*Jessica Marshall


I believe in inspiration. My second year of high school I found my inspiration in Kayla, a Down’s syndrome teen with wiry brown hair, chapped, dry lips and narrow hazelnut eyes. We first met when I signed up for a class where special needs students would go to activities with teens like me, ones without special needs. As I walked into the room that first day I was taken back by Kayla as she warmed the room with her crooked smile, goofy laugh and astoundingly positive attitude. Within minutes Kayla and I were a pair.

While the first day progressed, I got to know a lot about Kayla. I learned that she could recite the entire movie Aladdin verbatim, that she had a unique way of finger painting (it was all in the thumbs) and that she was a love-struck teen, always looking for her next catch. I realized that she would always tell you what was on her mind; whether it was that she thought your hair looked horrible that day, or that one of her classmates smelled badly. Kayla’s ability to speak her mind and to act as her own individual was, to me, inspirational.

In addition to Kayla’s peculiar attributes, I also became aware of her home life. From birth Kayla had been moved around from one family member to another; starting off in the hands of her mother, and finally landing in her uncle’s at age 5. Kayla had been exposed to one of the hardest things at an incredibly early age, rejection. Because the rejection she had received was from females, them being the ones that had abandoned her, Kayla had a particularly hard time trusting women. As a result, it took us a long time to become comfortable with one another. Still, I slowly watched as Kayla began to accept myself and other women as who they are rather than dismissing them because of their gender.

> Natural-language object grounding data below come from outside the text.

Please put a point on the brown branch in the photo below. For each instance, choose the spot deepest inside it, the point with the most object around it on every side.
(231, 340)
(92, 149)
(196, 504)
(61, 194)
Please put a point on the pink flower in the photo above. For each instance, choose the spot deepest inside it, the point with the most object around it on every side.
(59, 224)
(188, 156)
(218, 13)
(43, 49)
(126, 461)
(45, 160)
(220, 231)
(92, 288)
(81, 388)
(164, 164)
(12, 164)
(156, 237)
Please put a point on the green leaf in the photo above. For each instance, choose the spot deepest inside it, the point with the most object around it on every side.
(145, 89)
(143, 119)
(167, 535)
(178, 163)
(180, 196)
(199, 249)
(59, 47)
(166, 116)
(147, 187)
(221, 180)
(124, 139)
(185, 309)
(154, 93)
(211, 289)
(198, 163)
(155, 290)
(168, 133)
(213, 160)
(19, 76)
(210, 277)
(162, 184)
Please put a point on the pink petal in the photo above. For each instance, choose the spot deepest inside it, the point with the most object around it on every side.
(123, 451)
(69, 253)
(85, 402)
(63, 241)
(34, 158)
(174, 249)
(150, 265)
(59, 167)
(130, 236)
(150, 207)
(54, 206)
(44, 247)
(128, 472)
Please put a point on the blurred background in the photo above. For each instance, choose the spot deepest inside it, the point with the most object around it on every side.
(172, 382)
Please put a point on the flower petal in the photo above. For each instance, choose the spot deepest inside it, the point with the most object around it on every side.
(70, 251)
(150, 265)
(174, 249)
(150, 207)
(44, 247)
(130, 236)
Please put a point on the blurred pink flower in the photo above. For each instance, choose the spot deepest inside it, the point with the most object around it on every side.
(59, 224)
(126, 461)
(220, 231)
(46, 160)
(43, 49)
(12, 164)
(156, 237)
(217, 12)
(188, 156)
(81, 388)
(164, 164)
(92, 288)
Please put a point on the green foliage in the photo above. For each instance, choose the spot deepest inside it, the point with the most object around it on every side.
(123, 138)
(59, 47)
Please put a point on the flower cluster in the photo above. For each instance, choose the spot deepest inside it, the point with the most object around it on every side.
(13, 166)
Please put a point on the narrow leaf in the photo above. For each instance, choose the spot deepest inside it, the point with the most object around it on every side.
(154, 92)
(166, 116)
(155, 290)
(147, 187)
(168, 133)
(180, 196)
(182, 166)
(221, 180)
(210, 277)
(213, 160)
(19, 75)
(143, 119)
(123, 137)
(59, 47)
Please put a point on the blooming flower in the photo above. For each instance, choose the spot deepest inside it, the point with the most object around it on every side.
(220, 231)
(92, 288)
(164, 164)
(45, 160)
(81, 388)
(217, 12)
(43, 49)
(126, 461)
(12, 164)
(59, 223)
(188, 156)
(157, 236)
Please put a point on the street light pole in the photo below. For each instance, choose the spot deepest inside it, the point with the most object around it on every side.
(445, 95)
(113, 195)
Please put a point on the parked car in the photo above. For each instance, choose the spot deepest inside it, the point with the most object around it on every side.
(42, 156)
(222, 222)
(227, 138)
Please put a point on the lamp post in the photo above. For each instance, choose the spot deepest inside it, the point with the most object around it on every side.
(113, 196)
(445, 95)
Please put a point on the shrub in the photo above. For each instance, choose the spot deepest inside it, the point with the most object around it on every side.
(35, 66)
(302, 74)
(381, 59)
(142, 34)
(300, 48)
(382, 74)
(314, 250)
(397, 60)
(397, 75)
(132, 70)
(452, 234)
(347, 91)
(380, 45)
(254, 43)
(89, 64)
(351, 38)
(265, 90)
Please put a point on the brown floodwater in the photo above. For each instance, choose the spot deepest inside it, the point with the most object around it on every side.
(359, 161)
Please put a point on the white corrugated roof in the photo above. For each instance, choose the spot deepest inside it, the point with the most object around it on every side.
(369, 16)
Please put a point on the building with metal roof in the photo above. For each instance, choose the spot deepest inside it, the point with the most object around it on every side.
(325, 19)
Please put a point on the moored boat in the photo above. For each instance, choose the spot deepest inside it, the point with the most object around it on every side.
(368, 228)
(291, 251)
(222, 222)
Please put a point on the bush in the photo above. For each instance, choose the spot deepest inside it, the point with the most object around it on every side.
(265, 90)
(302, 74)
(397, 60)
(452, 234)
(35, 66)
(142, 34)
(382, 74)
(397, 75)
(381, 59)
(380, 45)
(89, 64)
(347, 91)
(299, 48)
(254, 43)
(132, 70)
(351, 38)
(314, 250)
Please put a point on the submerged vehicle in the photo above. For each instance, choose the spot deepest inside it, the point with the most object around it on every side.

Kayla’s progress was inspiring. To think that a 17 year old with Down’s syndrome could successfully become accepting of others was admirable. To think that Kayla could look past what she had been taught all her life and become better for it helped me realize that maybe it was time for me to re evaluate myself as well.

As I did a once over of myself I grasped something, it was time for me to be less self-centered. So after the first three months that I worked with Kayla I became more active in helping out with the community, specifically the special needs community. I helped with events in my town such as the Special Olympics, the Cancer walk, and the Down’s syndrome walk. I also began to help with an after school babysitting program giving parents with special needs children a break from the chaos and stress of taking care of them. Now, I am a freshman college student and plan on helping children with special needs as a career, and I owe it all to that quirky teen Kayla, my inspiration.